In particolare puntiamo ad offrire la nostra consulenza nei seguenti servizi applicabili a casi pratici:

  • NIS2: direttiva NIS2 (UE 2022/2555) è la normativa europea sulla cybersecurity, recepita in Italia per rafforzare la resilienza digitale di infrastrutture critiche e servizi essenziali. Amplia l’ambito di applicazione della precedente direttiva (NIS1) a più settori (energia, trasporti, finanza, salute, PA, ecc.) e alla loro filiera, impone rigide misure di sicurezza, obblighi di notifica degli incidenti e cerca di prevenire sanzioni elevate.
  • ISO 27001: standard internazionale principale per la gestione della sicurezza delle informazioni (SGSI o ISMS), il quale definisce i requisiti per istituire, implementare, mantenere e migliorare un sistema di protezione dati. Garantisce la riservatezza, integrità e disponibilità delle informazioni, riducendo rischi informatici e reputazionali. E’ una certificazione obbligatoria per alcuni committenti ed è a salvaguardia del cliente finale.
  • Digitalizzazione in ottica di integrazione per il mantenimento dei requisiti 4.0, 5.0 e per il soddisfacimento dei criteri 4.0 necessari all’Iperammortamento 2026: capita spesso che durante i processi di asseverazione 4.0 – interconnessione e integrazione di macchine e gestionali – e 5.0 – consumi energetici – emergano situazioni nelle quali occorra uno studio specifico per l’ottimizzazione della catena del dato e uno sviluppo di soluzioni ad hoc che integrino e migliorino l’attuale situazione digitale.

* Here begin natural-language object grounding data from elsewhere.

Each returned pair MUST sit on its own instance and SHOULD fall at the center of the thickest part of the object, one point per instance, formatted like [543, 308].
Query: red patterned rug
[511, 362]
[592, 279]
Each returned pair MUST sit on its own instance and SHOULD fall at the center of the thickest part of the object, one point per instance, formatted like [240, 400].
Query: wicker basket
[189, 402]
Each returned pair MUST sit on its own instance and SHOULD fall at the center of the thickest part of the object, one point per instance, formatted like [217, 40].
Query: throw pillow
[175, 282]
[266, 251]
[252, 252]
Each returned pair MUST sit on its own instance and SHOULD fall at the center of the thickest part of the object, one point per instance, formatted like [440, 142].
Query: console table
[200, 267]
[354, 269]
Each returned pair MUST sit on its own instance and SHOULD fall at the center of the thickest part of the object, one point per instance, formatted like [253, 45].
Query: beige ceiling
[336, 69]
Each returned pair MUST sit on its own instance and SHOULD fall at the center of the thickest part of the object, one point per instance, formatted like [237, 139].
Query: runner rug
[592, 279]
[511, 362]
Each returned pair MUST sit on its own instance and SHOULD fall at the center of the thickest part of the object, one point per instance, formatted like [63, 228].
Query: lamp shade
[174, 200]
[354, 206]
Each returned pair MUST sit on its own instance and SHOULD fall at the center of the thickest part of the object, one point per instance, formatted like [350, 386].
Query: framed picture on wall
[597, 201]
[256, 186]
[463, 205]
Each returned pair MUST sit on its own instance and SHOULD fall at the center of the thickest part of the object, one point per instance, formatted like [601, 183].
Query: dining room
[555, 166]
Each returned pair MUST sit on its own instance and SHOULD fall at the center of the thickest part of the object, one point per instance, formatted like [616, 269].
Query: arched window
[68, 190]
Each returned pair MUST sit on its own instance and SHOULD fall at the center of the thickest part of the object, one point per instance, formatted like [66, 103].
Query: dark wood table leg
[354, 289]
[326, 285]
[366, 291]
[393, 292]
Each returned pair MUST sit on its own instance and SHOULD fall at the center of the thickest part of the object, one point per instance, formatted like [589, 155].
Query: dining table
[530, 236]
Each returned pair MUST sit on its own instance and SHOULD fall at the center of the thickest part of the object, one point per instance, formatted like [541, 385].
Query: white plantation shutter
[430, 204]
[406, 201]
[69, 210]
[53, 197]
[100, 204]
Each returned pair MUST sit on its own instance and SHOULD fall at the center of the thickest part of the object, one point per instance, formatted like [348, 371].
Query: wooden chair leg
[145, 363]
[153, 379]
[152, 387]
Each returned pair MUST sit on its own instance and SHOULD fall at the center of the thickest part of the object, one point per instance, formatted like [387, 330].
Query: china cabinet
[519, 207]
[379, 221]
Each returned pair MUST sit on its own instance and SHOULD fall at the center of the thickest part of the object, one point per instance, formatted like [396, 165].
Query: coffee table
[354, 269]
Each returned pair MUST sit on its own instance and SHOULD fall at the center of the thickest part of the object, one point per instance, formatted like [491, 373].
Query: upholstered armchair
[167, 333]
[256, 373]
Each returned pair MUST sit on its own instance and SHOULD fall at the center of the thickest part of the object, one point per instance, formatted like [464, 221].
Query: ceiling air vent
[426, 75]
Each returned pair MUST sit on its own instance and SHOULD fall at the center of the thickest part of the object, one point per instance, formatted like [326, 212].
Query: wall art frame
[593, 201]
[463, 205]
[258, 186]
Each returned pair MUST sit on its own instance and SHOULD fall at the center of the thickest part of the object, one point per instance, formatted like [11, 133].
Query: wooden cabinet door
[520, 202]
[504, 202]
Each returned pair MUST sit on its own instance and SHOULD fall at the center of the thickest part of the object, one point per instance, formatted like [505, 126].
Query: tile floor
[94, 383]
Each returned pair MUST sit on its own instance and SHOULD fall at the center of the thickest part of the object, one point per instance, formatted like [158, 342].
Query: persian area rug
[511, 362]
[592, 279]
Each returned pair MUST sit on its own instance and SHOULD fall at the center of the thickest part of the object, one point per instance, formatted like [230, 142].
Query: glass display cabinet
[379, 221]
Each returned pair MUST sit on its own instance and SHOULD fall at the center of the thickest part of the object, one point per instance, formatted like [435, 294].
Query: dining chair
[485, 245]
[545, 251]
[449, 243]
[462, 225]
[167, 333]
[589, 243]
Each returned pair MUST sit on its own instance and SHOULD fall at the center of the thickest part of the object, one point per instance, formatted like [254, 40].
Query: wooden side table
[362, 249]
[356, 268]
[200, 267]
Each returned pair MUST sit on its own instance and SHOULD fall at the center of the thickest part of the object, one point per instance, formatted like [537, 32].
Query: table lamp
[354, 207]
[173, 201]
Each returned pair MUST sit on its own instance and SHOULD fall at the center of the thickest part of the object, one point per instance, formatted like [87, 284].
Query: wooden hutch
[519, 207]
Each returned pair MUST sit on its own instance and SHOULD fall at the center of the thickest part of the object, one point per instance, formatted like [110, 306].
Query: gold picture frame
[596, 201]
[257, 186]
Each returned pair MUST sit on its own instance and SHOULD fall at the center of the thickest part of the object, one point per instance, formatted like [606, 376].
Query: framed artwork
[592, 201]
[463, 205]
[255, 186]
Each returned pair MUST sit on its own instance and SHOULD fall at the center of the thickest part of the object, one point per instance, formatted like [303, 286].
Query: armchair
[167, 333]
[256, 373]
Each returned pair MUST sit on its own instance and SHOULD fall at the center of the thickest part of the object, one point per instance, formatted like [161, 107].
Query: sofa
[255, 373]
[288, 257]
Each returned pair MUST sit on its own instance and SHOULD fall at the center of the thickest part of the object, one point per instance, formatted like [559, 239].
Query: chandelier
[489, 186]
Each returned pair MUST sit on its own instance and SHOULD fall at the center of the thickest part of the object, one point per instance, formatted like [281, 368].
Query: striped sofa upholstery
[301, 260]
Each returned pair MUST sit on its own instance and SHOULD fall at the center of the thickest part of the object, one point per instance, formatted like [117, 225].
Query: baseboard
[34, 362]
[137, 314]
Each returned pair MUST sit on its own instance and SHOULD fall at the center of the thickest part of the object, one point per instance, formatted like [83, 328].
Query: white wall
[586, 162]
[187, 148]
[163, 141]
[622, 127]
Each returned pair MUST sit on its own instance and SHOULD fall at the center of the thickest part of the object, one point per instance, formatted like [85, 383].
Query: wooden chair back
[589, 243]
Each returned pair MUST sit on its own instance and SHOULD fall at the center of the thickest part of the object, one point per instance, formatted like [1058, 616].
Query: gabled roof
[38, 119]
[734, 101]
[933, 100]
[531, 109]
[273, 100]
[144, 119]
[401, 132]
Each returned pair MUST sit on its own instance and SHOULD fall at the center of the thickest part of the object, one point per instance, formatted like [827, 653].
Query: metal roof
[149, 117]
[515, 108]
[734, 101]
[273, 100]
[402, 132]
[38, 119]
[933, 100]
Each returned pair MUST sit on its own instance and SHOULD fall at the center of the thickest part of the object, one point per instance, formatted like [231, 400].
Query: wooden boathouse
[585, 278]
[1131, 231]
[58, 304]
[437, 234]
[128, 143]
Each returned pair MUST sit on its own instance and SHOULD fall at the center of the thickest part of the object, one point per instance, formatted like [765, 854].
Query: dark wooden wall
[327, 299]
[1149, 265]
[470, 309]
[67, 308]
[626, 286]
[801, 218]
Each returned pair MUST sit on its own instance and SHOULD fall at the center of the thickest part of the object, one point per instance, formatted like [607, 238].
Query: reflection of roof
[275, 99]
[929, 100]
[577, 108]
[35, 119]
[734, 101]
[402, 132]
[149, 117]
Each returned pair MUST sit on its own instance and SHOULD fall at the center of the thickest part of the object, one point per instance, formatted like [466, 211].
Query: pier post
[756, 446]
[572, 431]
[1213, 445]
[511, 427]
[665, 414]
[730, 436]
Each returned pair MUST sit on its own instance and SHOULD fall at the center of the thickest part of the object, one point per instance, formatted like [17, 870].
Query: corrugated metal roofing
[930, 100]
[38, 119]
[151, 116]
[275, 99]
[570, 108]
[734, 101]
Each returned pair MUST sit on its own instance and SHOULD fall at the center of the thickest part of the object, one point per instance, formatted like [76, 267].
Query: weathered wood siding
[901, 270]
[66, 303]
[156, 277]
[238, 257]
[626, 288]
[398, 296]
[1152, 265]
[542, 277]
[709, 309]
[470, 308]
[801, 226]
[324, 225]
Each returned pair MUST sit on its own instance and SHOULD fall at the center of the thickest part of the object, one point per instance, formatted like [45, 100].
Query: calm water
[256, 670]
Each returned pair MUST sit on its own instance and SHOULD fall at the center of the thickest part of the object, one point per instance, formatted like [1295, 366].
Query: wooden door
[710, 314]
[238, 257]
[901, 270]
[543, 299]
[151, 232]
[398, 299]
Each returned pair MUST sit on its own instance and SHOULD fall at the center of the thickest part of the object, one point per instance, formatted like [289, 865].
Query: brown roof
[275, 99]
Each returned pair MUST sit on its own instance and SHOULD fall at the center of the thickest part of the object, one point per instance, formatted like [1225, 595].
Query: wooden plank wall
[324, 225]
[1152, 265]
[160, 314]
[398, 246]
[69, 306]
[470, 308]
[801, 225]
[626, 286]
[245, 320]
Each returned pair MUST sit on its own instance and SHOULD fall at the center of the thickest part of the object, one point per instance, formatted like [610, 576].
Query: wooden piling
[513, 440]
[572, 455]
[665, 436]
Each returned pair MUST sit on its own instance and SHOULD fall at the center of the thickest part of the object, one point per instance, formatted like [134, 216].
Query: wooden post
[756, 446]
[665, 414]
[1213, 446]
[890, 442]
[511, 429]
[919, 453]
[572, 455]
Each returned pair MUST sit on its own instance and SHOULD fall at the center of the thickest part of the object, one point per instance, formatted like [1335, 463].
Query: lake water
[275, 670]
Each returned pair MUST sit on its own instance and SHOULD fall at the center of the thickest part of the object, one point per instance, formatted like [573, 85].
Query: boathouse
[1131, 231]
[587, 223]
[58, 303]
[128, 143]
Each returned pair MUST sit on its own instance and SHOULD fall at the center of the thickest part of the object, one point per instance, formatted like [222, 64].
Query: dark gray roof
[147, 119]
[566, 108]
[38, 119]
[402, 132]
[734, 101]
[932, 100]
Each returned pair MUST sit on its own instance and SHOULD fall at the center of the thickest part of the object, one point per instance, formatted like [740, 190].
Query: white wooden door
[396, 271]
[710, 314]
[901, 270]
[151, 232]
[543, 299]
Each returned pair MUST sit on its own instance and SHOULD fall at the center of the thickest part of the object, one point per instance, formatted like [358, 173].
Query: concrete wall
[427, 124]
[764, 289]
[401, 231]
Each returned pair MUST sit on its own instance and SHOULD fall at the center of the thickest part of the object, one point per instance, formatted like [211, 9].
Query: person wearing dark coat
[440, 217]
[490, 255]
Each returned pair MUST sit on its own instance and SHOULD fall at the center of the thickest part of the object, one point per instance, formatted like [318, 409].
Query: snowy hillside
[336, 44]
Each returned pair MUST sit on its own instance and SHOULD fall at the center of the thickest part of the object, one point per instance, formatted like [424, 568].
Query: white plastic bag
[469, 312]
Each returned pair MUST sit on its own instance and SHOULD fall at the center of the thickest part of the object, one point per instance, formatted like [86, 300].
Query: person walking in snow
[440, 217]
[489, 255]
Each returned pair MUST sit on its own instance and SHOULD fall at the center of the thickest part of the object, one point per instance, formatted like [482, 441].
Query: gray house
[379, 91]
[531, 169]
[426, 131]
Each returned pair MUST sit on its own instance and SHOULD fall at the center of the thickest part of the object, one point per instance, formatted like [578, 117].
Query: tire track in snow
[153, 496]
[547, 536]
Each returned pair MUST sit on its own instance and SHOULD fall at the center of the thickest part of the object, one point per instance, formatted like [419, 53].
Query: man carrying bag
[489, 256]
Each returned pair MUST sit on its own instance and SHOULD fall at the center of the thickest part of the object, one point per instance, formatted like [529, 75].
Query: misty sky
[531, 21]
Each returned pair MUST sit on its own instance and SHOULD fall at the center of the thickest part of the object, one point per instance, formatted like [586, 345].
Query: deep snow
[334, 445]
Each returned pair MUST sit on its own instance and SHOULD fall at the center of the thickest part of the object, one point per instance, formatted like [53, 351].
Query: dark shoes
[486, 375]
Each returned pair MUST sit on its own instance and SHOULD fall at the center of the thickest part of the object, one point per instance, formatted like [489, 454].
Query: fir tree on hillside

Abbiamo sviluppato un ufficio dedicato che consenta di creare valore a quanto richiesto dalla normativa, perché non basta adeguarsi è necessario comprendere l’opportunità di avere sistemi interconnessi con un monitoraggio digitale dei consumi.

Macchinari innovativi

  • Iperammortamento 2026: offriamo un servizio di analisi 4.0 degli investimenti dall’acquisto sino al DDT, con annessi perizia e mantenimento dei requisiti 4.0 per gli anni successivi all’interconnessione.
  • Transizione 5.0: controllo dei consumi energetici e automazione del processo di mantenimento dei requisiti già certificati.
  • Marcatura CE: analisi e verifica tecnica, compilazione fascicoli ed emissione Marcature CE a titolarità aziendale o Terza per Linee produttive complesse eleggibili all’Iperammortamento e non.

Energia & ambiente

  • Diagnosi energetiche: volontarie, obbligatorie e smart, finalizzate alla compilazione del ESG aziendale.
  • Parco agrisolare facility: a determinate condizioni da verificare dal punto di vista tecnico e normativo, bando che punta ad agevolare l’acquisto e posa pannelli fotovoltaici, inverter, sistemi di accumulo, la rimozione e smaltimento amianto/eternit, l’isolamento termico e sistemi di aerazione tetti e l’installazione di colonnine di ricarica per la mobilità elettrica. Diamo assistenza chiavi in mano per la parte di redazione della pratica e per le asseverazioni tecniche per l’accesso all’incentivo. A seconda delle casistiche si arrivano ad allocare contributi a fondo perduto dal 40% all’80% del valore dell’investimento.
  • Conto termico 3.0: a determinate condizioni da verificare dal punto di vista tecnico e normativo, questo è un nuovo e importante incentivo statale gestito dal GSE per l’efficienza energetica e le rinnovabili termiche, con 900 milioni di euro annui, operativo da inizio 2026. Offre contributi a fondo perduto fino al 65% (100% per PA) per la sostituzione di vecchi impianti con pompe di calore, biomassa e solare termico, con regole più stringenti su fotovoltaico e accumuli.